From the comparison of two extant genomes and corresponding gene families, PhylDiag detects conserved segments, i.e. segments of chromosomes unbroken during evolution.
Inputs
- two extant genomes, G1 and G2
- a set of gene families, F
Outputs
- conserved segments
Example of
- genome: data/Homo.sapiens.genome
- set of families: data/Euarchontoglires.families
- conserved segments: res/Homo.sapiens_Mus.musculus_fEuarchontoglires.sbs
(phylDiag automatically uncompresses files with extensions *.bz2)
Gene families can be computed from a forest of phylogenetic gene trees, see https://github.com/DyogenIBENS/LibsDyogen.
A genome is a set of chromosomes. A chromosome is a list of genes.

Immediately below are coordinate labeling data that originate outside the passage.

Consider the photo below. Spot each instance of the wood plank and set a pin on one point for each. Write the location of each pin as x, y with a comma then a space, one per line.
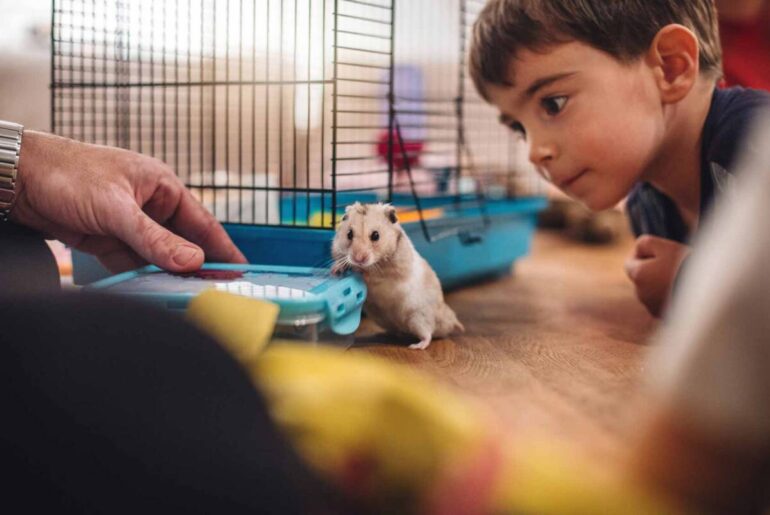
554, 351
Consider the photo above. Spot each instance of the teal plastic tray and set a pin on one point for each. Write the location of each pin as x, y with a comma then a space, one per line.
305, 296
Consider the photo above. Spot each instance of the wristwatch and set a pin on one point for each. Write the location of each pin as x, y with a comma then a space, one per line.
10, 147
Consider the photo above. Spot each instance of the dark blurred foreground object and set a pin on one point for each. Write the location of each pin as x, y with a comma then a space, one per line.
26, 263
113, 407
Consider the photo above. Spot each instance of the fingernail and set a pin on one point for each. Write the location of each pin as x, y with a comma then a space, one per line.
184, 255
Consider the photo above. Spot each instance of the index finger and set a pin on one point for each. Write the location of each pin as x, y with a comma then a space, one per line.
193, 222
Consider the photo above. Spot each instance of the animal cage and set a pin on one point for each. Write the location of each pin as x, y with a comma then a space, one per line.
279, 113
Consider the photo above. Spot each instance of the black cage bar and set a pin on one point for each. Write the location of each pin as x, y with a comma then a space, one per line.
268, 109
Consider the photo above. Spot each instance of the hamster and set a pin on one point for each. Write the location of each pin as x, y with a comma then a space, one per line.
405, 296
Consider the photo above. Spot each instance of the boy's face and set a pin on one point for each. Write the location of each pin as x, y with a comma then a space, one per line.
594, 125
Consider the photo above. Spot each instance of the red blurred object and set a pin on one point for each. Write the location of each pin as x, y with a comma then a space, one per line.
746, 49
412, 148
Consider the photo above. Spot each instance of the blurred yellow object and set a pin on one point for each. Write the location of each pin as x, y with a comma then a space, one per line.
548, 479
242, 324
396, 441
383, 433
413, 215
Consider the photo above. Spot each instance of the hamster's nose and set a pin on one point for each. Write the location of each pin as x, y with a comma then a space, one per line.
360, 258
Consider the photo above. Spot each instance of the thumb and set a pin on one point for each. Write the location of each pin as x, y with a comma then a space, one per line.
160, 246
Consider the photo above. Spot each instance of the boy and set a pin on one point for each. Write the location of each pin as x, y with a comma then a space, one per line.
617, 98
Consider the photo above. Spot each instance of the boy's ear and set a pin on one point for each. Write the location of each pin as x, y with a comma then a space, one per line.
674, 57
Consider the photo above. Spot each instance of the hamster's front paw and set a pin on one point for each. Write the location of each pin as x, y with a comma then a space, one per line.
339, 269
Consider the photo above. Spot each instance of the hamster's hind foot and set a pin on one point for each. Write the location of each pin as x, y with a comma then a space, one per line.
422, 344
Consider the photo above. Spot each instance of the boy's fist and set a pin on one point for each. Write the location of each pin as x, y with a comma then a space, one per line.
652, 267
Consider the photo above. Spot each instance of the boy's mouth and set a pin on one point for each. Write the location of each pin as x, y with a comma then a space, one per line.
566, 183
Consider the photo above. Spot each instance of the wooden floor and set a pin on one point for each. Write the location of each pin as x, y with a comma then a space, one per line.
556, 350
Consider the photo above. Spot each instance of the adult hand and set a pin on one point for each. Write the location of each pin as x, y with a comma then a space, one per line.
126, 208
652, 267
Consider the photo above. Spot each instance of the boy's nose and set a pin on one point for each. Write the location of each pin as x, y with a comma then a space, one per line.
541, 155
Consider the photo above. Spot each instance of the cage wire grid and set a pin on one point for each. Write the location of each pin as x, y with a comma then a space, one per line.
277, 112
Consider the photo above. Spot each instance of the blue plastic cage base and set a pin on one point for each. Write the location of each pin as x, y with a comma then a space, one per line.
469, 256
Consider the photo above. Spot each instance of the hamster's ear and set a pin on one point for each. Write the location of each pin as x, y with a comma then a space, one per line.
390, 212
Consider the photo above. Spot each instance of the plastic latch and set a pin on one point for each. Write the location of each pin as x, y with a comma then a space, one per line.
345, 310
471, 238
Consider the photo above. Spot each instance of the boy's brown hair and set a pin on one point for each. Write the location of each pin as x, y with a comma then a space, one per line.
622, 28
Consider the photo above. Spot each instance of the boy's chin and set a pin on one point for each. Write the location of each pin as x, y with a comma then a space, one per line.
598, 203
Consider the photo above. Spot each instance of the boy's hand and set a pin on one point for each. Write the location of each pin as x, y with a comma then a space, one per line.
652, 267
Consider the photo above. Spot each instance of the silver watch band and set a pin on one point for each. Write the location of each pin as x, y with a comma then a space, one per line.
10, 147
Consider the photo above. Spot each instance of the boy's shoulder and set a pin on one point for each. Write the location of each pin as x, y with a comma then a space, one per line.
733, 112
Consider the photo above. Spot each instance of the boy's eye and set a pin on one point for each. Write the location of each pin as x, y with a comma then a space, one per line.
553, 105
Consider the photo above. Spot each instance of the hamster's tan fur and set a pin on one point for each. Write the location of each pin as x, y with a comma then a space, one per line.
404, 296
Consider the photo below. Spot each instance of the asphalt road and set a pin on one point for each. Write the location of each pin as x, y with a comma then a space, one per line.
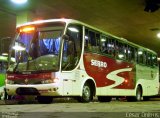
67, 108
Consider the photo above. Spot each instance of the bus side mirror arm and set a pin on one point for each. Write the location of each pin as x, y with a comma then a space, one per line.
65, 37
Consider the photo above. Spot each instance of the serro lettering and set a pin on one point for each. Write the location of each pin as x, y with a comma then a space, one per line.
98, 63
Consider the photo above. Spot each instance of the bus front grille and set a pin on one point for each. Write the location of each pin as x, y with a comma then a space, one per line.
27, 91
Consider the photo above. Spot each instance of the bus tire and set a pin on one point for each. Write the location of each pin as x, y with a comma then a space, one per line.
138, 96
87, 94
44, 99
104, 98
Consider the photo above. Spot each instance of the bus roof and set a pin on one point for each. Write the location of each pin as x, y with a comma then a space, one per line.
5, 59
67, 21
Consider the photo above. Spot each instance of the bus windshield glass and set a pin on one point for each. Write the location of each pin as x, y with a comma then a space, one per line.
37, 48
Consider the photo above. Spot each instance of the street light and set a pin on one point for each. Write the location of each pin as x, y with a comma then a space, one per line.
19, 1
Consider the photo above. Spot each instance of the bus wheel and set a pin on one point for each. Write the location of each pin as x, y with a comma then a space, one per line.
104, 98
44, 99
138, 96
145, 98
87, 94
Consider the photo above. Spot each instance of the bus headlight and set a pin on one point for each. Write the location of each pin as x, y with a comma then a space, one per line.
48, 81
9, 81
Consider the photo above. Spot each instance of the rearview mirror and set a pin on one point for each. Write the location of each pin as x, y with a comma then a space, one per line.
19, 46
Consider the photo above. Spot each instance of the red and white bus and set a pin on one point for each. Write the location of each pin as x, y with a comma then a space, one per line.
65, 57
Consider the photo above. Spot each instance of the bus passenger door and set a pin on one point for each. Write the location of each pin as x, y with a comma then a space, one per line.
68, 78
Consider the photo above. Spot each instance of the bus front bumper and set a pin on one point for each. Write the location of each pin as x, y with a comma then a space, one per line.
42, 90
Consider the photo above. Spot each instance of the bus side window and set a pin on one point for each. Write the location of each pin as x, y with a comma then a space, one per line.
140, 56
154, 60
148, 59
145, 57
121, 54
131, 54
92, 40
72, 48
103, 44
111, 47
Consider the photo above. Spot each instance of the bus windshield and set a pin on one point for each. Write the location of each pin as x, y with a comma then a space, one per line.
37, 49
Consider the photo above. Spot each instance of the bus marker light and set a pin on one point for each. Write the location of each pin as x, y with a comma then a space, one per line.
126, 81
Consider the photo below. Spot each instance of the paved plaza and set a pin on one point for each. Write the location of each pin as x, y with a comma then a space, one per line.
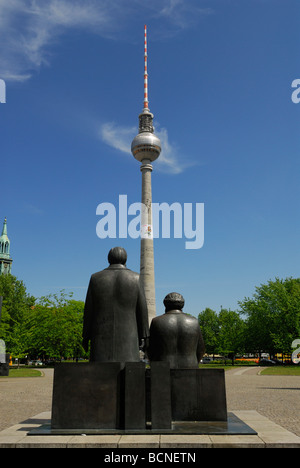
268, 404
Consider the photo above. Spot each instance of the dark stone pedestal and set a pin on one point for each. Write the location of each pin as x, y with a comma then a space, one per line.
134, 396
126, 396
198, 395
87, 396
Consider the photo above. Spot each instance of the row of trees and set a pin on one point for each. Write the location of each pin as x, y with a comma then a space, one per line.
51, 327
266, 323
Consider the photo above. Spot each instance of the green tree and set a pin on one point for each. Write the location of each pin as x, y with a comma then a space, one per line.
231, 335
209, 324
16, 303
273, 316
54, 327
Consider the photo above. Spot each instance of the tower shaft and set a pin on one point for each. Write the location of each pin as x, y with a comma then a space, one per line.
146, 148
147, 278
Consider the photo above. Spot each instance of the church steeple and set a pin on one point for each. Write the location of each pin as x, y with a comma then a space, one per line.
5, 260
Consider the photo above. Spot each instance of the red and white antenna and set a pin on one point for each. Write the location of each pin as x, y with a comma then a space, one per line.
145, 72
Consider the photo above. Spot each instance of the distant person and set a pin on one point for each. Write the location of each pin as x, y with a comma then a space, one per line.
115, 313
176, 337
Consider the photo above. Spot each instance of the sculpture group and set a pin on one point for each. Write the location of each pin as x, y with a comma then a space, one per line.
116, 321
116, 390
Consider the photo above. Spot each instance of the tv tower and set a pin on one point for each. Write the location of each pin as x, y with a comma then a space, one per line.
146, 147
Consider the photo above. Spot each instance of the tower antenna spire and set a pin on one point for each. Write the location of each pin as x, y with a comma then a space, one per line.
146, 102
146, 148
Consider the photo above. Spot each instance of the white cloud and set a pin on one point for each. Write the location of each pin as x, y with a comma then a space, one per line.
120, 138
30, 27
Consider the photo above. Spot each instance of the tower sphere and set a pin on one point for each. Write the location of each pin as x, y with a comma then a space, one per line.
146, 145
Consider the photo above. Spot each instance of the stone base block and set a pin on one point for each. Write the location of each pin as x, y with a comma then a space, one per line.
198, 395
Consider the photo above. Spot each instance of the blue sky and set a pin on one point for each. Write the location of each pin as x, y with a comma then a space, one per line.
220, 74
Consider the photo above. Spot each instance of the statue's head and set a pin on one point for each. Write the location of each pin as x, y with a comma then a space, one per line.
117, 255
173, 301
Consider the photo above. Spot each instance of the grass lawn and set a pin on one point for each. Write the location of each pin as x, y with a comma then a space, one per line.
23, 372
278, 370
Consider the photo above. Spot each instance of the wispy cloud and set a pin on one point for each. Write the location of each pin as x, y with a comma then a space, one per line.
120, 138
29, 28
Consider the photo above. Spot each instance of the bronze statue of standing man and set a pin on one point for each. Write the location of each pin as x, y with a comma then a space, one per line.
115, 313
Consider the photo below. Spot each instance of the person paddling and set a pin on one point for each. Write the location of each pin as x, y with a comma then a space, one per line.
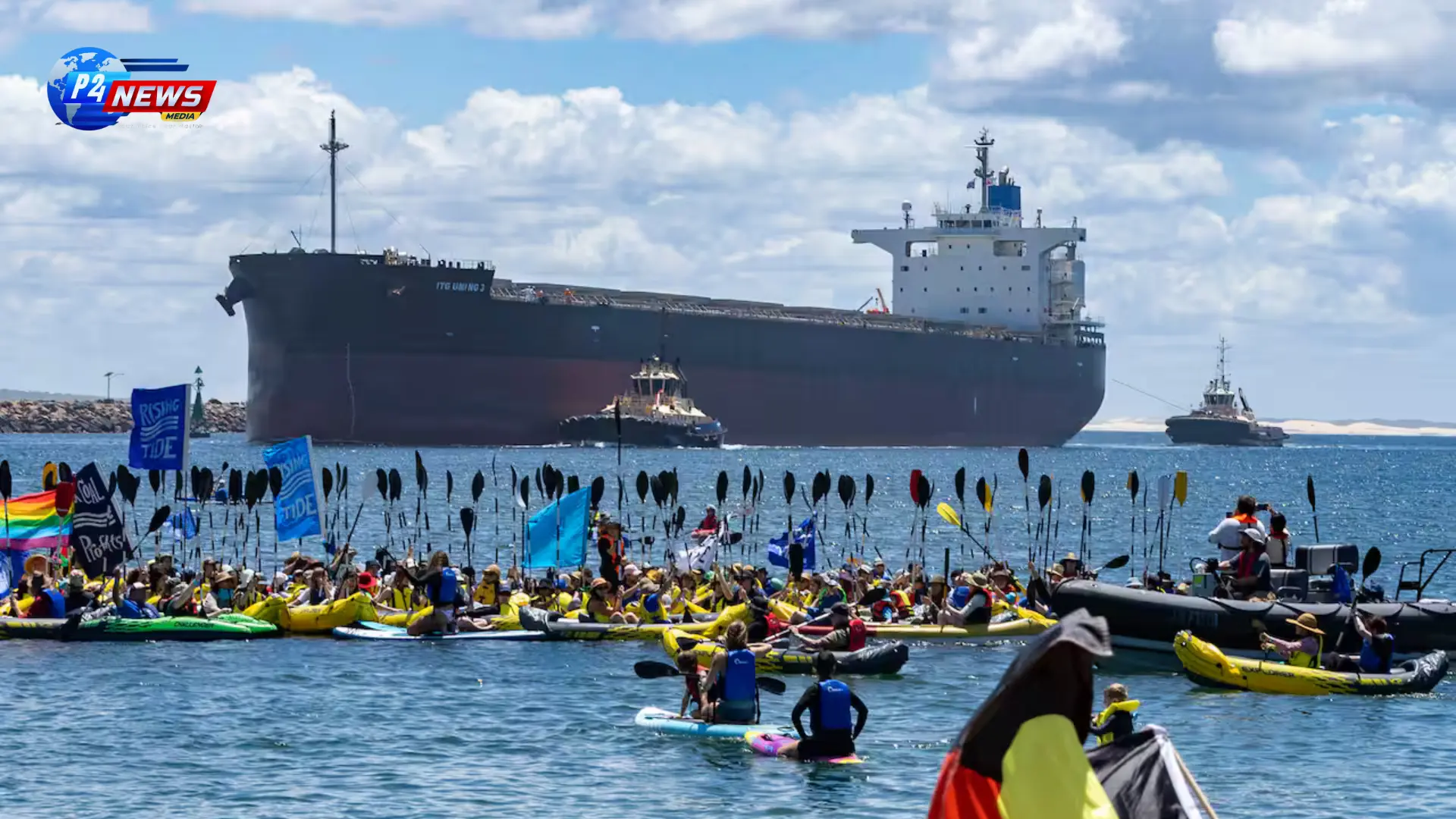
829, 703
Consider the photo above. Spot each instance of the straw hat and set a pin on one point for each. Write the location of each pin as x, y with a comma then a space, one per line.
1305, 621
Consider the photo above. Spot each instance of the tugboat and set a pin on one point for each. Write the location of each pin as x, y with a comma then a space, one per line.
1220, 422
655, 413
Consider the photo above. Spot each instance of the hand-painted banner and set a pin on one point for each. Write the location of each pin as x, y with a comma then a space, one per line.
99, 538
297, 509
159, 428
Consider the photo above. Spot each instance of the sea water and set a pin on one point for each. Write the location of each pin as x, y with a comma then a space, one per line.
275, 727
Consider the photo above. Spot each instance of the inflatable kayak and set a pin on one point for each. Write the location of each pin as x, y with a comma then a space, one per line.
1150, 620
381, 632
1012, 630
123, 630
871, 661
1206, 665
772, 744
667, 722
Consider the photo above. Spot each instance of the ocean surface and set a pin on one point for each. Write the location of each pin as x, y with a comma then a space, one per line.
315, 726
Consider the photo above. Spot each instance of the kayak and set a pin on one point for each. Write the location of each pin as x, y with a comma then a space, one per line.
1011, 630
381, 632
772, 744
1206, 665
871, 661
667, 722
124, 630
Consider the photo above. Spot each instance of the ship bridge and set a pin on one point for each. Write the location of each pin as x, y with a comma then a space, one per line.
983, 267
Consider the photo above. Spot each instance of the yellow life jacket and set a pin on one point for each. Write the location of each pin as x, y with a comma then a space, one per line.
1126, 706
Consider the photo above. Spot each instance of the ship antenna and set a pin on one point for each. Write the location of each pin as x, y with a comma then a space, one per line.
334, 146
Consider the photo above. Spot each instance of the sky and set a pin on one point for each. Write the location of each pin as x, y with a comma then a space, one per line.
1279, 172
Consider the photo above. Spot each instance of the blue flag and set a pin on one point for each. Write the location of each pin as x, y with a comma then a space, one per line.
557, 535
297, 509
159, 438
780, 547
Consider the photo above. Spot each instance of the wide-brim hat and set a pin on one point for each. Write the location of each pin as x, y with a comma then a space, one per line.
1305, 621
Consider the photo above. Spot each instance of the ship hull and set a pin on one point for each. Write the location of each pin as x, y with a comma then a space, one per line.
351, 352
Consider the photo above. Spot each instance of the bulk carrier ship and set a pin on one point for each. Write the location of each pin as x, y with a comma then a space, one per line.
983, 343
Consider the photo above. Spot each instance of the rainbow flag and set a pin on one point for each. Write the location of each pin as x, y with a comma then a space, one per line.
28, 525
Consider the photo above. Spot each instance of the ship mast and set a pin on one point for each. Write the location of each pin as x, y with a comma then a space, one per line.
332, 148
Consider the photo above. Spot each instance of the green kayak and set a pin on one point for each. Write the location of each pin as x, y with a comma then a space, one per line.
123, 630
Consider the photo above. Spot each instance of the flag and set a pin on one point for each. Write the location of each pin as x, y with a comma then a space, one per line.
1021, 754
780, 547
557, 535
31, 523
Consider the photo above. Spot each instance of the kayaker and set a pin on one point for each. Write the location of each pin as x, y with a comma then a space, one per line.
1117, 717
1375, 653
1251, 569
1308, 646
695, 682
1229, 531
733, 678
829, 703
441, 586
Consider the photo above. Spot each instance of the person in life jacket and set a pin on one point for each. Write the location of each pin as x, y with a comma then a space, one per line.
1375, 653
1117, 717
441, 588
1228, 532
829, 703
1305, 649
733, 679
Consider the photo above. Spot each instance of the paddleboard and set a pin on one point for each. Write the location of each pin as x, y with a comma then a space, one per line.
770, 744
381, 632
667, 722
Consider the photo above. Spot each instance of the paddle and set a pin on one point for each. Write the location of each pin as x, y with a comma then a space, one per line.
653, 670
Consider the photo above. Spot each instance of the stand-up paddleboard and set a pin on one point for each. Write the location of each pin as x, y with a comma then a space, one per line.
381, 632
667, 722
772, 744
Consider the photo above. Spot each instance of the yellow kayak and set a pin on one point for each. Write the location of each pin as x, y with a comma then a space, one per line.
1206, 665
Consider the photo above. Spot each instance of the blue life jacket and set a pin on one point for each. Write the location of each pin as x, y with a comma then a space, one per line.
449, 586
1370, 661
57, 602
835, 706
739, 678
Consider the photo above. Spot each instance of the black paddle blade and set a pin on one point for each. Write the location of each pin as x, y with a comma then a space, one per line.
1372, 561
653, 670
159, 518
769, 686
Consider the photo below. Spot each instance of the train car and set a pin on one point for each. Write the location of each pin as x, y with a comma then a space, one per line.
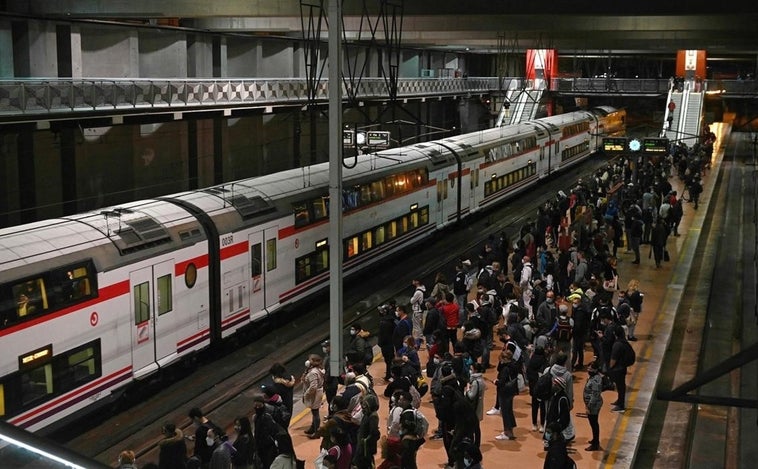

A gene is a pair (gene name, transcription orientation).
F, the set of gene families, is an associative array that links, for each family,
- the family name (key)
- to the set of names of the descendant genes (values)
The name of a gene family is often the name of the ancestral gene, at the root of the gene family.
PhylDiag can also return synteny blocks, if
- identification of micro-rearrangements,
- identification of mono-genic conserved segments
are disabled (--no-imr and --no-imcs).
PhylDiag is explained in more details in two publications
- PhylDiag : identifying complex synteny blocks that include tandem duplications using phylogenetic gene trees
- High precision detection of conserved segments from synteny blocks"
and in a thesis manuscript in french
Conserved segments can be considered as a specific type of synteny blocks, with a threshold between micro and macro-rearrangements equal to 0 ancestral genes. For this reason you may see some conserved segments being named more generally synteny blocks in the code, or with the extension *.sbs.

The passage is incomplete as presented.